Movement cueing and motor execution in patients with dystonia: A kinematic study

To investigate whether the type of movement cueing influences motor performance in patients with dystonia, we studied externally triggered (ET) and self‐initiated (SI) sequential rapid arm movements in patients with generalized or focal dystonia and healthy control subjects. The ET task required subjects to initiate movements in response to consecutive visual cues; the SI task allowed them to start at will. To determine whether patients found sequential motor tasks more difficult than single tasks, we also analyzed single ET movements.
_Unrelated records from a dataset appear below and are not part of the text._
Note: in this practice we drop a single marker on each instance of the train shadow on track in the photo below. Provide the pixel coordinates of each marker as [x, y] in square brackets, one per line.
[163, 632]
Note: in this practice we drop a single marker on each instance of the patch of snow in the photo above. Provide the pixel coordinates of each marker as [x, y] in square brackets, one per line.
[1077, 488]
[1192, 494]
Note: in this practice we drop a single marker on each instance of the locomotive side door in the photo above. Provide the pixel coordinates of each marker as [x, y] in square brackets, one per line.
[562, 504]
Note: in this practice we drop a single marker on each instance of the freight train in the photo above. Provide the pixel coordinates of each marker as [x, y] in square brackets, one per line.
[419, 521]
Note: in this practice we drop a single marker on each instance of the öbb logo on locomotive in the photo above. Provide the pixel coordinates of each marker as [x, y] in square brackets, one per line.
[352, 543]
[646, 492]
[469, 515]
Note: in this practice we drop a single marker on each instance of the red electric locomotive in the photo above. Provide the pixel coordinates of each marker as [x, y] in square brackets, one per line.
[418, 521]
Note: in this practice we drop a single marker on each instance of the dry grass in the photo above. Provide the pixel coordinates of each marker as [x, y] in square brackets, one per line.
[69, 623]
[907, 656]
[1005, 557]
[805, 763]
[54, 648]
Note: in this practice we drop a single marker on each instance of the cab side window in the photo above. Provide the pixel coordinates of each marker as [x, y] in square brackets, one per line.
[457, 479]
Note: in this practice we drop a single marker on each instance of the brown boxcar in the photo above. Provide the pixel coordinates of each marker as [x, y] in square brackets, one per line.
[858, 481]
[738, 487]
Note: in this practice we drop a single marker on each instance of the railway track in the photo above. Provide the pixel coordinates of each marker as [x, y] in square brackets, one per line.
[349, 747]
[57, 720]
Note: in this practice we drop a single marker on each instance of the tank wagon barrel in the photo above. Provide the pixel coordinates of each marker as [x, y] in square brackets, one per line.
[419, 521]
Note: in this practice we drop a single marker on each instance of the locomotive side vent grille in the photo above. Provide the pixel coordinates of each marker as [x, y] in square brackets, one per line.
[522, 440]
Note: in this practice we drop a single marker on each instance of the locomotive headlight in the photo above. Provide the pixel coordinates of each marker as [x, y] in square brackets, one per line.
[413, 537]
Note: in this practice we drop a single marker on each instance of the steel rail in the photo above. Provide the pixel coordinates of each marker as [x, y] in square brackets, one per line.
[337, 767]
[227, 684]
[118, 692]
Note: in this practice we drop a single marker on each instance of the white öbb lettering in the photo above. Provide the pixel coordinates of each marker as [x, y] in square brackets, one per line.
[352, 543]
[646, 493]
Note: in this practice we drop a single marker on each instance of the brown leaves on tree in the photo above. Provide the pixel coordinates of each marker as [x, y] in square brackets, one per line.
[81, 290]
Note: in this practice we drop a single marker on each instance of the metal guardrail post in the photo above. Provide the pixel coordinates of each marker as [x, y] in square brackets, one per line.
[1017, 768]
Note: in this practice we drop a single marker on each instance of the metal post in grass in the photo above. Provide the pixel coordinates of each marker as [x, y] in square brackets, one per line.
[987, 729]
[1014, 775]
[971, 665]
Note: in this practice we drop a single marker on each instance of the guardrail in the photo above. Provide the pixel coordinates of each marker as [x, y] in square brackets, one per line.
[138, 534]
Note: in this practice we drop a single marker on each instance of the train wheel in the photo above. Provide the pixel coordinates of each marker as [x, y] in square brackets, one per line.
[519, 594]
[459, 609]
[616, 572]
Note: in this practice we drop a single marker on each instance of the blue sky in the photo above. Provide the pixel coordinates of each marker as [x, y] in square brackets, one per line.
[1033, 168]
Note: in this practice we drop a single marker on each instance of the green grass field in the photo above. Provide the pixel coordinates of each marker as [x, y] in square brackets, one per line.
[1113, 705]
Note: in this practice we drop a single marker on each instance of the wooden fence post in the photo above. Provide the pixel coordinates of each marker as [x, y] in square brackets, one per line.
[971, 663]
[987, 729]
Control subjects performed the SI task significantly faster than the ET task. Their single ET movements and first ET sequential submovements had similar speeds. Patients with generalized dystonia were slow in performing the single movement, the ET and the SI sequential tasks, and they executed the SI sequence more slowly than the ET. They made long pauses between SI sequential submovements, had longer reaction times during the ET sequences, and performed the first ET submovement more slowly than the single ET movement. Patients with focal dystonia had normal reaction times but they performed single and sequential tasks slowly, made long pauses during SI tasks, and also executed the first ET submovement more slowly than the single ET movement. Our findings indicate that patients with dystonia have a general impairment of sequential movements. The more marked slowness in executing SI than ET movements observed in patients with generalized dystonia shows that dystonia impairs internal cueing more than external cueing mechanisms. Overall, these findings imply abnormal activation of primary and nonprimary motor areas during movement in dystonia. The greater impairment of SI tasks as well as the delayed motor responses during ET task suggest predominant underactivity of the supplementary motor area.